I am already an EMT but don't have a Maine license. How do I get a Maine EMT license?

If you already have an EMT-B license in another state you will need to apply for reciprocity in Maine.

Can I come to CER trainings if I am not a member?

Of course! If you are not yet an EMT but are in the process of becoming an EMT or are trying to decide if you want to be an EMT you are more than welcome to stop by Friday trainings and/or our continuing education classes to see what CER and EMS are all about.

Friday Training and Continuing Education

Friday afternoons from 16:00-18:00 training is held in the Garrison-Foster Health Center. At trainings we simulate scenarios and work on practical skills to keep our skills and knowledge up-to-date and ensure that we are providing the best possible patient care on-scene. CER members are required to attend a minimum of one training per month, but are encouraged to attend as many trainings as possible.
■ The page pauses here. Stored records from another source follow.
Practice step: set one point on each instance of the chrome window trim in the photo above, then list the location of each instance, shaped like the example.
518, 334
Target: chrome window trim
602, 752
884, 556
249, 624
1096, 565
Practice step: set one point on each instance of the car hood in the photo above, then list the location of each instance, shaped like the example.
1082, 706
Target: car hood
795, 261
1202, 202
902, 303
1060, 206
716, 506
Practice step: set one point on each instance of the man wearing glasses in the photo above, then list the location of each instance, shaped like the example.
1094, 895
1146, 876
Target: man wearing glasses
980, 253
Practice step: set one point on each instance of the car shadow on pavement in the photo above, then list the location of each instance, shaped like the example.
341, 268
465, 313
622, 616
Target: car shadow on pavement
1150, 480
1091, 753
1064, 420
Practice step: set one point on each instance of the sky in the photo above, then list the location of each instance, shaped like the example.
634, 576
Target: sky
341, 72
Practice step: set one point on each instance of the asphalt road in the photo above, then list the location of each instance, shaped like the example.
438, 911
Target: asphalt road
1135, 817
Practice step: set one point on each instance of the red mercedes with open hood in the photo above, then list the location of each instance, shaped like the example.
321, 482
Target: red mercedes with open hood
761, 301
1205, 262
Continuing education classes are held approximately once a month at Colby and are absolutely mandatory for all CER members. Continuing educations classes are usually taught by an outside paramedic and cover a wide range of skill sets and specialized topics within EMS (e.g. ALS assists, pediatric emergencies, efficient CPR, water rescues, etc.). These continuing education opportunities count toward the continuing education credits needed to maintain your Maine EMS license.


All information regarding CER calls and patient information is kept completely confidential. As Emergency Medical Technicians, all members of Colby Emergency Response are expected to know and abide by the Health Insurance Portability and Accountability Act (HIPAA) privacy rules and regulations. Any specific inquiries regarding CER operations or patients are to be referred to the Chief of Service. Information pertinent to CER is to be treated confidentially and should not be shared to private citizens, news media, Security Officers, Deans and/or other Colby employees, students, or any other individual not actively involved with the situation. This includes information about runs and forms, patients, investigations, personnel and operations. Any information regarding patients may never be shared with anyone other than emergency personnel immediately involved in that patient’s care. This includes but is not limited to a patient’s name and/or medical condition as well as the overall nature and/or details of the call. Each member is required to sign an oath of confidentiality.